2014-03-13

A long-time public foe of Greenburgh’s town supervisor has asked top law enforcement officials to investigate possible instances of official misconduct and bribe-taking by Greenburgh officials in the form of an alleged sweetheart deal offered to a developer for a town-owned property in exchange for the developer’s silence on legal missteps by town officials that could be “politically embarrassing.”

Greenburgh Supervisor Paul Feiner, one of three town officials named in the investigation request, called it “a smear campaign” from a familiar source. He said suggestions that he and other town officials struck a secret deal with Game On 365 L.L.C., the proposed developer of an air dome and sports complex on Dobbs Ferry Road, were “totally baseless.”

The allegations were made this month by Greenburgh resident and New York City attorney Robert B. Bernstein in a 15-page letter to state Attorney General Eric T. Schneiderman and Westchester County District Attorney Janet DiFiore. Bernstein said he was writing on behalf of officers in two Greenburgh civic associations opposed to Game On’s planned commercial development in an unincorporated and largely residential area of Greenburgh.



Greenburgh Town Supervisor Paul Feiner

Bernstein asked for an immediate investigation of Greenburgh officials’ conduct in the town’s effort since 2012 to lease or sell the former Frank’s Nursery property at 715 Dobbs Ferry Road. When the town acquired the 7-acre property that year in a foreclosure sale, about $1 million in back taxes were owed on it.

Voters in a November 2012 referendum approved the town’s proposed 15-year lease deal with Game On 365. But facing legal challenges to the town’s lease of property acquired through foreclosure and amid threats of legal action by a rival sports facility developer, Feiner announced that December that the town instead was considering selling the nursery property to Game On.

Bernstein, though, claimed the lease plan was dropped when town officials learned that any rents received from the developer would have to be paid to the previous property owner’s lender.

The town later learned in 2013 that a previously unknown party, Beal Savings Bank, still held the mortgage on the property. The town last November filed a motion for default judgment in state Supreme Court to discharge the mortgage and give the town clear title to the property.

Bernstein in his letter suggested the town’s title-clearing lawsuit was delayed until after the September primary election to avoid publicly embarrassing Feiner about the town’s initial faulty title search. Feiner in the Democratic primary easily defeated Bernstein, who announced his candidacy at the Frank’s Nursery site and made the town’s mishandling of the deal a focus of his campaign.

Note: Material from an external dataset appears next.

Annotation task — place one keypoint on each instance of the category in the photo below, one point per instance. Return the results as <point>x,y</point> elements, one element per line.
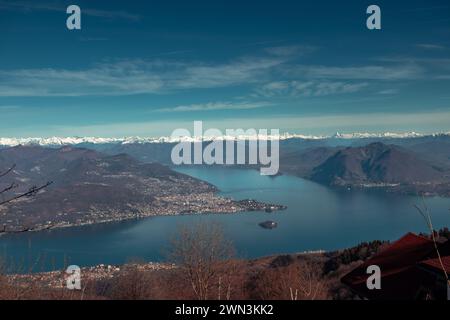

Bernstein also claimed Feiner pushed last year to sell the nursery property at a price “substantially below market” – $1.7 million – despite a $3.5 million purchase offer from a Game On rival, Elm Street Sports L.L.C. Elm Street in 2012 opened House of Sports, a 120,000-square-foot athletic training facility in a redeveloped office and warehouse building in nearby Ardsley

Bernstein claimed Feiner made the below-market sale offer to Game On partners “with the understanding that it could be immediately resold to a third party that would bid as least $3.5 million, thereby netting Game On a profit of at least $1.8 million, without even a shovel hitting the ground.”

The town indefinitely delayed a public auction of the contested property that had been scheduled last December. With lawsuits flying and the prospect of a competing bidder for the Frank’s Nursery site, Game On 365 last year negotiated a purchase option deal with owners of the nursery’s next-door neighbor, the Westchester Golf Range, as an alternative site for the developer’s Westchester Field House project.

Bernstein in his letter claimed town officials have worked behind closed doors with Game On and in violation of town laws to secure a needed zoning change for the project on Dobbs Ferry Road.

Bernstein also urged an investigation into whether Game On used “potentially embarrassing information” about the lease problem and the town’s inability to properly convey title to the property because of the Beal Savings Bank lien “to coerce town officials to give it millions of dollars in financial benefits.”

Martin Hewitt, Game On 365 project manager in Tarrytown, did not respond to a request for comment. Hewitt reportedly told a daily newspaper there was no secret deal with the town.

Feiner said he expects the title to Frank’s Nursery will be cleared this month. He said Beal Savings investors have said they’re not interested in the property, which would require payment of back taxes and a costly environmental cleanup by a private owner.

“We always felt the worst case was it was going to slow it down, but it was not going to jeopardize our ability to sell the property,” he said.

Feiner said the town will select a commercial broker to market the Frank’s Nursery property and could sell it to the highest bidder this summer. He said the town has about 10 prospective buyers.

He indicated that strong neighborhood opposition to Game On’s petition for a new recreation open space district on Dobbs Ferry Road likely will block any sports facility development on the golf range site.

Feiner called Bernstein “the Joe McCarthy of Greenburgh. He likes to smear people’s reputations.”